The complete dataset from MIMIC-III comprised of 61,532 ICU stays with 11,943 events of mechanical ventilation (Fig. 1). After preprocessing, the cohort (Table 1) has been randomly divided into three datasets (training, validation, and testing) for each model. The evaluation of the performance of the attending physician was conducted via temporal difference Q-learning15,16. In order to compare the VentAI (validation and testing) with the clinicians performance, we built a total of 500 models, while the whole learning cycle was repeated for each model.

Fig. 1: VentAI Data Routine.
figure 1

Flow diagram of the overall cohort, architectural overview of the VentAI algorithm and independent testing on eICU dataset.

Table 1 Clinical and demographic properties of the study population.

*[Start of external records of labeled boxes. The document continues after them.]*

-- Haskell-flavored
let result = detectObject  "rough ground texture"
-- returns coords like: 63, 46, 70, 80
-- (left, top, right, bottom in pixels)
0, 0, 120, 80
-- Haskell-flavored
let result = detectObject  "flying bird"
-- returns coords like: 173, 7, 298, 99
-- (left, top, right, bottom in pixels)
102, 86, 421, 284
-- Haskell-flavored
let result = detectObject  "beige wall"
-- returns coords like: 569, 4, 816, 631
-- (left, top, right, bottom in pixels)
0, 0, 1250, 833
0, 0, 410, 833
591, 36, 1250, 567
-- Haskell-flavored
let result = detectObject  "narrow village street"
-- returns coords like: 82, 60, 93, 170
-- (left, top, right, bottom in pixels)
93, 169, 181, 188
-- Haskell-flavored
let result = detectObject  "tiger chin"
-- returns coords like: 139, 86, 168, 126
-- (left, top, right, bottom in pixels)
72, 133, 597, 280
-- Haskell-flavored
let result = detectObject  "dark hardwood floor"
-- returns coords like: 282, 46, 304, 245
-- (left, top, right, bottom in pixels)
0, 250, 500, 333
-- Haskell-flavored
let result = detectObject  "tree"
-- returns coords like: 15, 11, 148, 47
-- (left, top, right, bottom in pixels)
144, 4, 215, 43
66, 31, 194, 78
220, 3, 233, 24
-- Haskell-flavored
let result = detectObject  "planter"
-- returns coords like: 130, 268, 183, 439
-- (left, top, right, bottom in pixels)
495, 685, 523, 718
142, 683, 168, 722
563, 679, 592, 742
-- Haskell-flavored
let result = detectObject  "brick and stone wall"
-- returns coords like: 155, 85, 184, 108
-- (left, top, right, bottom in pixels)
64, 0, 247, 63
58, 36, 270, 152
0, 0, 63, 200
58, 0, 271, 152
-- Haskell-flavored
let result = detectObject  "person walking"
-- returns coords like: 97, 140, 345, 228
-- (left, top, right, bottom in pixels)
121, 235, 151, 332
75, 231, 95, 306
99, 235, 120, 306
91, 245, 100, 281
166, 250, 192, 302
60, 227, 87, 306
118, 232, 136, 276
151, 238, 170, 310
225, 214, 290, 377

To evaluate the differences in performance conservatively, we compared the 90% lower bound of the VentAI performance return with the 90% upper bound of the clinicians (Fig. 2), demonstrating the estimated performance return after the exposure of the policies to 500 models. The red line represents the 90% lower bound (LB) for best VentAI policy on MIMIC-III validation data set (2,443 mechanical ventilation events). The green line represents the 90% LB for best VentAI policy on MIMIC-III test data set (2,443 mechanical ventilation events). The orange line represents the 90% LB for best VentAI policy on eICU test data set (25,086 mechanical ventilation events). The estimated clinicians policy performance is shown in blue, representing the 95% upper bound (UB). The shades represent the up-to-the-point cumulative standard deviation across models. VentAI consistently exceeded the clinicians performance return already after four models built. The best dynamically chosen mechanical ventilation regime by the VentAI algorithm resulted in a 93.64 estimated performance return in validation and 91.98 in the testing dataset, respectively. This represents an improvement of 42.6% (40.9% for the test set), compared to the best performance of the clinicians (51.1 estimated performance return), based on the learned model (Fig. 1). In addition, there was an improvement of 22.6% (20.9% for the test set), compared to observable clinician behavior.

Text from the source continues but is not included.